What Happens When the Ground Around My Foundation Gets Too Wet?

While you might not think much about the ground moisture around the foundation of your home, fluctuating moisture levels can result in serious damage to the structural stability of your home. Large-scale issues like these are best to catch early, so it pays to familiarize yourself with what can happen when the ground around your foundation gets too wet.

Cracks in the Foundation

If the ground around your home’s foundation goes through too many wet and dry cycles over time, it can cause a level of repeated expansion and contraction that’s too much for your foundation to handle. Unfortunately, this can result in cracks in the foundation that can compromise the entire structure of your home, necessitating costly repairs later on. According to Budget Dumpster, some small cracks from normal drywall expansion are common and harmless, but cracks that are more than one-eighth of an inch wide are probably due to moisture damage and should be looked at more closely. Your best bet is prevention, which you can do by controlling where moisture collects in the area surrounding your home. Some great ways to tackle this include installing drain lines and diverters alongside grading your yard so that the slope carries moisture away from your foundation.

Bowed Walls

The same contraction and expansion pressure from moisture fluctuation that causes cracks in your foundation can also result in bowed basement walls. You can spot these by looking for diagonal cracks that radiate outwards from a central point and compromise your moisture barrier, often accompanied by a visible bulge in the wall. According to Tomlinson Cannon, bowed basement walls can be due to gutters sending water too close to the foundation of your home. A quick way to keep the problem from getting worse is to install the aforementioned diverters to help guide gutter runoff away from your foundation. Long-term fixes for bowed walls often involve installing anchors in the ground that straighten your basement walls and increase stability.

Humidity and Mold Growth

Unfortunately, according to the University of Minnesota Extension, the pressure of excess moisture around your foundation will result in increased moisture inside your home as well. The fissures in your basement wall make an incredibly poor seal against dampness and leaks, which amplifies indoor humidity.
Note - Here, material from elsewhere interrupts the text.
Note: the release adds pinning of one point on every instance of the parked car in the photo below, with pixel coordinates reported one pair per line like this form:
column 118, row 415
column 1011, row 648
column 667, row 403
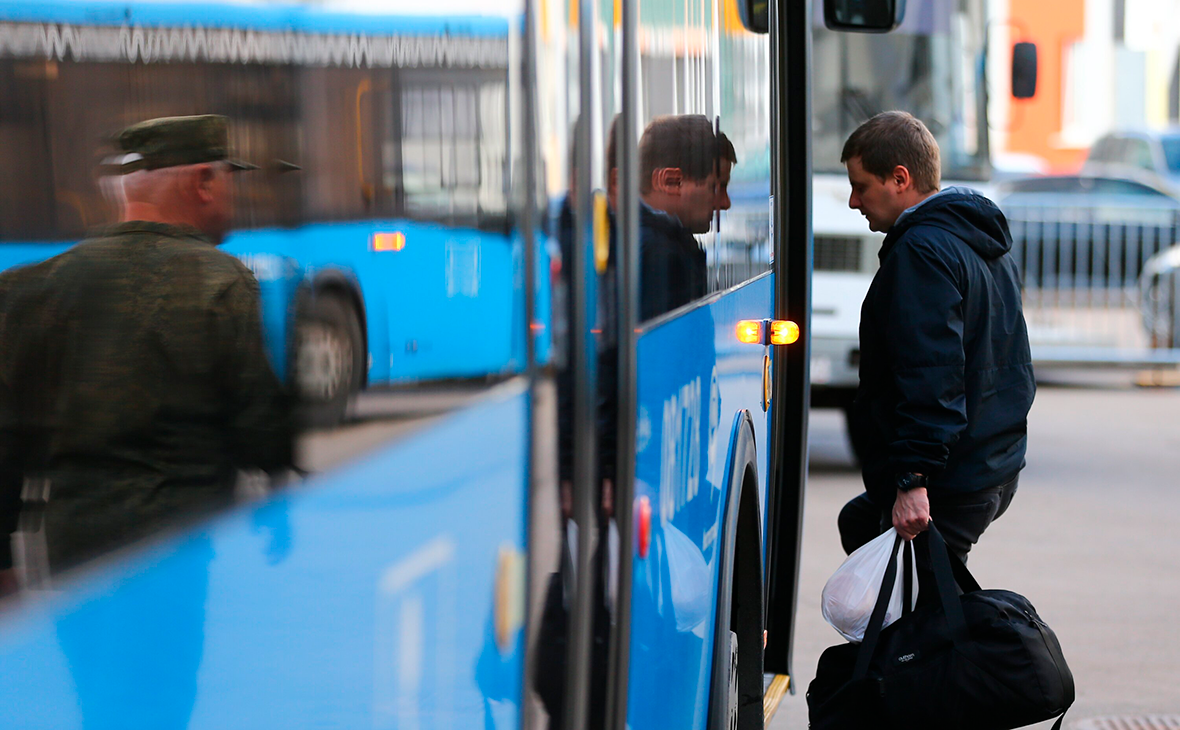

Not only is a high level of indoor humidity uncomfortable, but it increases the likelihood of mold growth in your home as well. Since many of the leaks that result from cracked basement walls drip into the walls themselves, it’s easy for mold growth to go unnoticed until the problems have already gotten out of hand.

You might not think to check on the moisture levels around your foundation while maintaining your home, but be sure to add it to your to-do list! When the ground around your foundation gets too wet, you run the risk of having to deal with costly issues such as foundation cracks, bowing walls, and interior mold growth.